Sauvages filme cette frontière entre ce qui reste et ce qui a disparu comme la ligne la plus importante du monde

Retrouver Sauvages sur PlayVOD, c’est choisir de soutenir un cinéma d’animation qui prend des risques et qui fait confiance à l’intelligence de son public, enfants et adultes confondus. La plateforme rassemble des films d’animation exigeants qui méritent un public plus large, et Sauvages en est l’un des représentants les plus convaincants et les plus nécessaires de ces dernières années.

Ce que la forêt de Barras nous demande

Sauvages ne finit pas sur une victoire facile, et c’est ce qui le rend précieux. Claude Barras refuse l’obligation du happy end écologique pour laisser le spectateur avec la question qui compte vraiment : qu’est-ce que nous allons faire de ce que nous venons de voir ? La forêt comme territoire de toutes les résistances, telle qu’il la filme avec une beauté et une rigueur qui se renforcent mutuellement, est une proposition de cinéma d’animation adulte et engagé qui restera longtemps après que l’écran s’est éteint.

FAQ : Sauvages

Qui est Claude Barras ?

Claude Barras est un réalisateur suisse né en 1973, révélé internationalement avec Ma Vie de Courgette en 2016, film d’animation en volume nominé aux Oscars et récompensé de nombreux prix dans les festivals du monde entier.
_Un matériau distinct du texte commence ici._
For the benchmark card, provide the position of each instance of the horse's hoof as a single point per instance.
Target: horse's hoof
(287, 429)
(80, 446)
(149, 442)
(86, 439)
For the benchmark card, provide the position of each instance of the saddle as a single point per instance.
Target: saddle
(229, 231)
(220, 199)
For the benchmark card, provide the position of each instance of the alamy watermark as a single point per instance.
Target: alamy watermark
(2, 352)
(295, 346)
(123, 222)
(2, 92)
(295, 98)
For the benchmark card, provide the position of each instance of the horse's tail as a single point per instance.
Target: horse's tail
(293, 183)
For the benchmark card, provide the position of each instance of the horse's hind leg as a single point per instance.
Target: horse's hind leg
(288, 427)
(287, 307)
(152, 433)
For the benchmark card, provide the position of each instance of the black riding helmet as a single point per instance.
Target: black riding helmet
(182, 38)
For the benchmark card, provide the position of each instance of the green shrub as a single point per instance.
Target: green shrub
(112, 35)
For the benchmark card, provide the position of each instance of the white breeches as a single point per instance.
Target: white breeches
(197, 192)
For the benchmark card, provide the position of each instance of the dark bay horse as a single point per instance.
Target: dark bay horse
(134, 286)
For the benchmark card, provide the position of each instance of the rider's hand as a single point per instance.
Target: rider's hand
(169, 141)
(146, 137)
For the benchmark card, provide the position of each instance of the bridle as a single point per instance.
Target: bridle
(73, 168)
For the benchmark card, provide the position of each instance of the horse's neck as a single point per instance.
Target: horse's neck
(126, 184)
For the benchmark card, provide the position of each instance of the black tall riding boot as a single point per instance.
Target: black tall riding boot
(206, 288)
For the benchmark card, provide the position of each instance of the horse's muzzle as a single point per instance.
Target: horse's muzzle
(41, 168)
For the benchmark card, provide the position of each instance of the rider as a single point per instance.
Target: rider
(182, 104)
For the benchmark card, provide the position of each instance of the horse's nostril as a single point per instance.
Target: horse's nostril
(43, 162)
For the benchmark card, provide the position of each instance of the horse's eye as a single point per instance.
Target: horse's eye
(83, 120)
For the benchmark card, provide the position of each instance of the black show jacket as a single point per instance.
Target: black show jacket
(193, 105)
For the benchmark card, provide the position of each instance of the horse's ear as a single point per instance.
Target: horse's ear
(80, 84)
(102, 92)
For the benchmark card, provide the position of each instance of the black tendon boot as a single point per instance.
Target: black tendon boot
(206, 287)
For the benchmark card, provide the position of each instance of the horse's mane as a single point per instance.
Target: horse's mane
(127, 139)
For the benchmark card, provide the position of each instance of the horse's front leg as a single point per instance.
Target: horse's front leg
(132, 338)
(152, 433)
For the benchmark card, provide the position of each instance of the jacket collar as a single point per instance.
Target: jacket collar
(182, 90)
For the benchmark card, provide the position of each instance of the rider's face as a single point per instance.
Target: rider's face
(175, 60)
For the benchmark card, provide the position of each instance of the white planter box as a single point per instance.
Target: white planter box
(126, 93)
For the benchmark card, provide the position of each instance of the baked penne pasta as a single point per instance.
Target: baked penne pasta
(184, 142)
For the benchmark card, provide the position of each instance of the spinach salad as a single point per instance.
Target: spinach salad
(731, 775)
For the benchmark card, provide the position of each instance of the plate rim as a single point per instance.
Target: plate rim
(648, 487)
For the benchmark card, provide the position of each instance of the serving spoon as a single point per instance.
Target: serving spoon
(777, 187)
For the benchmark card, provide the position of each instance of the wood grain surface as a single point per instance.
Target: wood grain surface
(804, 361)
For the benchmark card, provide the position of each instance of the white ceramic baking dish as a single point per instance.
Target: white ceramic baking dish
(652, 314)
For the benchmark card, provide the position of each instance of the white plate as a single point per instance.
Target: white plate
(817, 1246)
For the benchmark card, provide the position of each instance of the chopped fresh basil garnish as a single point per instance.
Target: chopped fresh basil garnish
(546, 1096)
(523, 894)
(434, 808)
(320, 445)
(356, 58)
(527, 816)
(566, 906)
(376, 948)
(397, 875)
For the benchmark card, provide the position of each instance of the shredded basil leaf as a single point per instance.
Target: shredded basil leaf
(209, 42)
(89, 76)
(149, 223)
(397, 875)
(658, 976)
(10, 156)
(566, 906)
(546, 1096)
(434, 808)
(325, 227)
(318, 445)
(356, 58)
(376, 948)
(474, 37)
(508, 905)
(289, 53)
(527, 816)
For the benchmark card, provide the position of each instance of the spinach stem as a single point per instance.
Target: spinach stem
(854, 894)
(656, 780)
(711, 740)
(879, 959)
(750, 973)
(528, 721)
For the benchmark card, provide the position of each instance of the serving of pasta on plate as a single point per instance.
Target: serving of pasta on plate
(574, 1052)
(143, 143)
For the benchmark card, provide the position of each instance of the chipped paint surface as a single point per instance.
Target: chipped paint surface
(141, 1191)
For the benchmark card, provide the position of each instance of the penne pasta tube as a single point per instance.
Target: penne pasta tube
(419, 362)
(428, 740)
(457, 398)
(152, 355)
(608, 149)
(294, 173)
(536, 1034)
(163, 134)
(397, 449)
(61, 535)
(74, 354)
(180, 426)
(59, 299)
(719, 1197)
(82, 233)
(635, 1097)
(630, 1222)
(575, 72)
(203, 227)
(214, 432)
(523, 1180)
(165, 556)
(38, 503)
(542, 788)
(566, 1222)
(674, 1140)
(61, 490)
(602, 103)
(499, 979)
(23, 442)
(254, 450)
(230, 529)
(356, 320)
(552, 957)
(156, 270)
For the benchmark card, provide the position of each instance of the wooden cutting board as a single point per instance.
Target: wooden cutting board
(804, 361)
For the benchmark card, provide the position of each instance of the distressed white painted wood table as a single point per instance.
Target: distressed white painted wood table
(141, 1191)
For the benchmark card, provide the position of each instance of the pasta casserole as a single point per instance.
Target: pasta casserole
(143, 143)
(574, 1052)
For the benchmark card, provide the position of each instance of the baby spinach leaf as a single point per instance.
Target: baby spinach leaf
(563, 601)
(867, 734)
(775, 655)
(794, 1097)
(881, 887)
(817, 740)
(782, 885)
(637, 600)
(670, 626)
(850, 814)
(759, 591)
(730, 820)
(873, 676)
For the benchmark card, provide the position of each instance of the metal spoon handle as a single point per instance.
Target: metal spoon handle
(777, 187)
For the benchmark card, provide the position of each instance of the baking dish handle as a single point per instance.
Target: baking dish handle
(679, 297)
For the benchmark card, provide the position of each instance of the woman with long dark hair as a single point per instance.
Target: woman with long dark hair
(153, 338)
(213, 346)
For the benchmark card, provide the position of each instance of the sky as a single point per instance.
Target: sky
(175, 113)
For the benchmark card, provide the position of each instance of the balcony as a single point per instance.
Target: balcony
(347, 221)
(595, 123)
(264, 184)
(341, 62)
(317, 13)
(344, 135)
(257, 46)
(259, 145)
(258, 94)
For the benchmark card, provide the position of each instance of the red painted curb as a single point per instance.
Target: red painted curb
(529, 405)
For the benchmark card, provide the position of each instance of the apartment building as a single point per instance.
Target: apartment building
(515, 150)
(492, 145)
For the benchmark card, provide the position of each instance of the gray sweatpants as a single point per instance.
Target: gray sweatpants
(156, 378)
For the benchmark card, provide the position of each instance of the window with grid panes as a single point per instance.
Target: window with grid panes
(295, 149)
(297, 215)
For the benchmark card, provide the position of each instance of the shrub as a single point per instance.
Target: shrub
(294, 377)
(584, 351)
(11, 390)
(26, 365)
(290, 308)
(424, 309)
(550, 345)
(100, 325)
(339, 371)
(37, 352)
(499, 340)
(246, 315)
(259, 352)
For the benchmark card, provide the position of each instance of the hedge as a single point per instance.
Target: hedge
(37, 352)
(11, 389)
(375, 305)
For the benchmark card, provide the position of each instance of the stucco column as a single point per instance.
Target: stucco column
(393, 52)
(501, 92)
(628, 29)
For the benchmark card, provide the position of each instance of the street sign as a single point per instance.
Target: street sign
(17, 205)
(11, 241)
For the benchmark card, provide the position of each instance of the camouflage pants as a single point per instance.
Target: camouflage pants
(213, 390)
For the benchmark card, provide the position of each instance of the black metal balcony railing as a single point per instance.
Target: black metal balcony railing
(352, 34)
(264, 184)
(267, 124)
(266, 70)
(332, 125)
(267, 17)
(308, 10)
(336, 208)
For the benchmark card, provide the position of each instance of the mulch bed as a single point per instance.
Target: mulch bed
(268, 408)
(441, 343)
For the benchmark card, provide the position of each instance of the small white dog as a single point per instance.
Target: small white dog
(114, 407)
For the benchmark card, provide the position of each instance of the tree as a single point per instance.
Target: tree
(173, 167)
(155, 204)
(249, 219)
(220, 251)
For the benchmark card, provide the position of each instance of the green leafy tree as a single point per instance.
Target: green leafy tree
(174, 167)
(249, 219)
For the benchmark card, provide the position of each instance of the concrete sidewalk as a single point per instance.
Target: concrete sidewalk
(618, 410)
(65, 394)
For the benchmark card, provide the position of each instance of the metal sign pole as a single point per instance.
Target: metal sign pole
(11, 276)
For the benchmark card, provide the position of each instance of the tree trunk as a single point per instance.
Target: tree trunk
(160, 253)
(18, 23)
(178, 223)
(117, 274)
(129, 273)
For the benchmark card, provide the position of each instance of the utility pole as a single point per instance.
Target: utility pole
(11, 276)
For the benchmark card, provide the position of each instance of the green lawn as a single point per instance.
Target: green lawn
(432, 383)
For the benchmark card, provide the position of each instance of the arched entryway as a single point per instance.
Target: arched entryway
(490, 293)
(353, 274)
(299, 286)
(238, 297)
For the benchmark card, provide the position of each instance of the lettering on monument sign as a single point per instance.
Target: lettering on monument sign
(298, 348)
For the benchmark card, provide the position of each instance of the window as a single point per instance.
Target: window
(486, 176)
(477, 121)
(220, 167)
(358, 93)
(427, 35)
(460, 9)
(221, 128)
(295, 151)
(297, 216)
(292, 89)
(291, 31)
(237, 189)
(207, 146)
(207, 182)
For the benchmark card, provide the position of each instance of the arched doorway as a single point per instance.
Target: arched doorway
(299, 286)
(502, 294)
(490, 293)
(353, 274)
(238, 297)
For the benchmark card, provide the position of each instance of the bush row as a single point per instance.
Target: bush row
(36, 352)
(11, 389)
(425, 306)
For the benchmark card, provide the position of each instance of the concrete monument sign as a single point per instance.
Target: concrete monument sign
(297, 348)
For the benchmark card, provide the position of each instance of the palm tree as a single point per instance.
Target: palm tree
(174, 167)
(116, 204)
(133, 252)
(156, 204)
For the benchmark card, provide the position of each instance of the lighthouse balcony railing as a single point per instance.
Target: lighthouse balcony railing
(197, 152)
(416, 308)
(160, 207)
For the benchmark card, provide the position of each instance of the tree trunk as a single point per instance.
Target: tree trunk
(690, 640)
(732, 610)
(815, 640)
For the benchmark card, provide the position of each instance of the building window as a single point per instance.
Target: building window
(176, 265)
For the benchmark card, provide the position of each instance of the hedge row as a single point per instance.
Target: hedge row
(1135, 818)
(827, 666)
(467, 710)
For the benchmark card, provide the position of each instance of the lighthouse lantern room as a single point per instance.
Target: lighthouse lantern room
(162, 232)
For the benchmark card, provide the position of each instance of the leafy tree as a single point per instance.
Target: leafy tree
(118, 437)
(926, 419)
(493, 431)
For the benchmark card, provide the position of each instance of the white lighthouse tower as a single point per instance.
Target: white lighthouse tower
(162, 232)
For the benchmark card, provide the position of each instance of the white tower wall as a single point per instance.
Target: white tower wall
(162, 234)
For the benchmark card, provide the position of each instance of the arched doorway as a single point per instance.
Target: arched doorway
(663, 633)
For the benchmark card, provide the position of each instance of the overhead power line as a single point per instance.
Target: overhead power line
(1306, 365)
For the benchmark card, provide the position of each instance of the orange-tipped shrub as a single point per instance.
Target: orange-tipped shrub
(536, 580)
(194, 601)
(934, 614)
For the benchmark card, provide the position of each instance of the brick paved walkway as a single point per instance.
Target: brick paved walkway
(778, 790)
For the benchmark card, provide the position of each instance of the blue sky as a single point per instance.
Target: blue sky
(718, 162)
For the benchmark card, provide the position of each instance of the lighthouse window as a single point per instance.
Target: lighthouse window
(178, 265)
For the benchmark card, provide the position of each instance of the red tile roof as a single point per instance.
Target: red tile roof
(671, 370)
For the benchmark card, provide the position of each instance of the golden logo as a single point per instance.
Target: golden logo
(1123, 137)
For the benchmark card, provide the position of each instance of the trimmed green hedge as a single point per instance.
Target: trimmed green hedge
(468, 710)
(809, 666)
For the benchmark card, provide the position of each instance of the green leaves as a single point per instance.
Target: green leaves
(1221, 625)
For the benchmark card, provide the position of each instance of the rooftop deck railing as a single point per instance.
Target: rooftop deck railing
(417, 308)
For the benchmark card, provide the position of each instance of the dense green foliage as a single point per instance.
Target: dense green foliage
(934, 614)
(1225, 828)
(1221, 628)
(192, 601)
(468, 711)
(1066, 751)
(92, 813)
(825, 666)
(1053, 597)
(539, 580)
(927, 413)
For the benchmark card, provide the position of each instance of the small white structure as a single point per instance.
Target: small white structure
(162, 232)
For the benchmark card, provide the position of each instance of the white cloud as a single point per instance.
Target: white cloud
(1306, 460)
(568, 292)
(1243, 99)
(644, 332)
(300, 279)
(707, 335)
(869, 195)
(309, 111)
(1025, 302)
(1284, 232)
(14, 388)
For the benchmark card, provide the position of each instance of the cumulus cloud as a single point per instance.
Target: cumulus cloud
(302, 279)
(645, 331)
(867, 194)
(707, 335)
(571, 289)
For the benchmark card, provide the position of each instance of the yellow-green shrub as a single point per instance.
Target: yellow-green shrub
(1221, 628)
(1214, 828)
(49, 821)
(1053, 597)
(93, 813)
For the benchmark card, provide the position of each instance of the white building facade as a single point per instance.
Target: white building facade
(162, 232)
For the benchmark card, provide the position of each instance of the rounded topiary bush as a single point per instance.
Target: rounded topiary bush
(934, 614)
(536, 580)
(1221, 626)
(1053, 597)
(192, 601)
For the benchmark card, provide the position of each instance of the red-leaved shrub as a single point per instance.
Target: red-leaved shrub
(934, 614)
Son cinéma se caractérise par une approche artisanale de l’animation, une sensibilité particulière aux personnages d’enfants et un refus constant du sentimentalisme facile. Sauvages est son second long métrage, attendu comme l’un des films d’animation les plus importants de ces dernières années.

Le film est-il adapté aux jeunes enfants ?

Sauvages est accessible à partir de 7-8 ans environ. Son sujet, la déforestation et le déplacement des communautés autochtones, est traité avec une clarté qui respecte les jeunes spectateurs sans les épargner de la réalité. Certaines séquences peuvent être émotionnellement intenses pour les plus jeunes, mais le film reste globalement accessible et constitue un excellent support de discussion en famille sur les enjeux environnementaux contemporains.

Le film est-il entièrement en animation volume ?

Oui. Sauvages est réalisé en animation en volume, la même technique que Ma Vie de Courgette, qui consiste à animer des figurines articulées image par image. Cette technique donne aux personnages et aux décors une texture et une présence physique particulièrement adaptées au sujet du film, qui parle précisément de la matérialité du monde naturel et de sa destruction.

Le film parle-t-il spécifiquement de Bornéo ?

Oui. Sauvages est ancré dans la réalité géographique et culturelle de Bornéo, l’île partagée entre l’Indonésie et la Malaisie qui connaît l’une des déforestations les plus rapides et les plus dramatiques du monde en raison de l’expansion des plantations d’huile de palme. Cette précision géographique est un choix politique fort de Claude Barras, qui refuse de généraliser le propos au détriment de la réalité documentée.